Es solo uno de los muchos escenarios posibles, pero los científicos advierten de que ya no puede descartarse como una fantasía catastrofista.
"La AMOC es una pieza clave del sistema climático de la región nórdica. Aunque su futuro es incierto, la posibilidad de un debilitamiento rápido o de un colapso es un riesgo que debemos tomarnos en serio", señala Aleksi Nummelin, profesor de investigación en el Instituto Meteorológico de Finlandia.
¿Cómo puede Islandia salir de una congelación extrema?
El informe reclama una "mitigación enérgica" para lograr la descarbonización y objetivos de emisiones netas negativas, y advierte de que cuanto más tiempo se mantengan las temperaturas globales por encima de 1,5ºC sobre los niveles preindustriales, mayor será el riesgo de alcanzar un punto de inflexión de la AMOC.
Los investigadores piden además asegurar más financiación a largo plazo y crear un sistema de alerta temprana de la AMOC que "combine las observaciones de la Tierra con simulaciones de modelos climáticos".

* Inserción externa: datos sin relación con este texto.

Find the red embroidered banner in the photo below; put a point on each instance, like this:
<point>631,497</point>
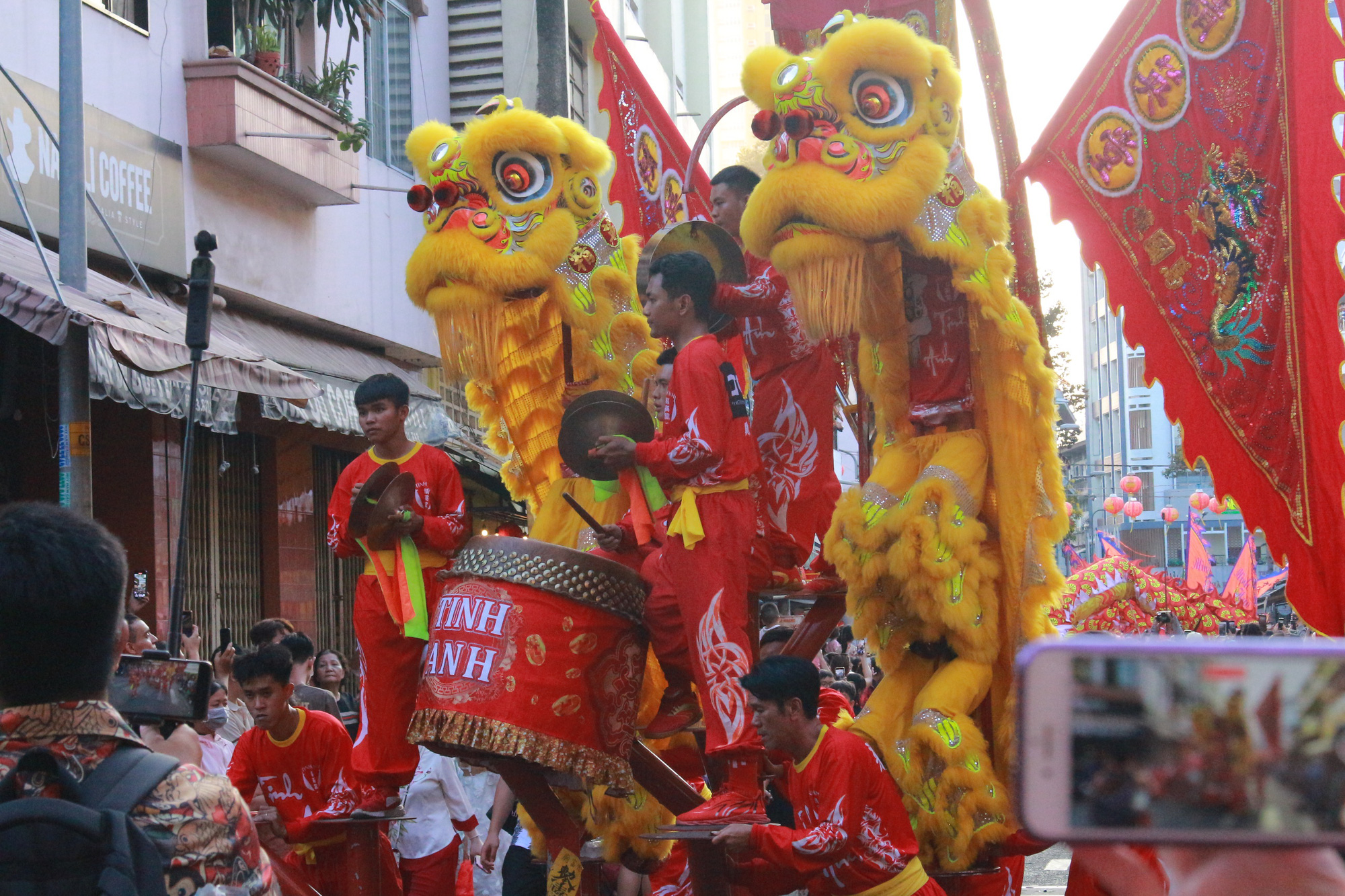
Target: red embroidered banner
<point>1195,158</point>
<point>652,155</point>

"Este sistema de alerta temprana debería integrarse en los procesos de elaboración de políticas para facilitar una rápida transición del conocimiento a la acción", señala el documento. "La nueva Ley del Océano de la UE abre posibilidades para coordinar este esfuerzo".
El estudio se llevó a cabo después de una carta de científicos del clima en 2024 que sugería que el riesgo de un colapso de la AMOC podría haberse pasado por alto hasta ahora.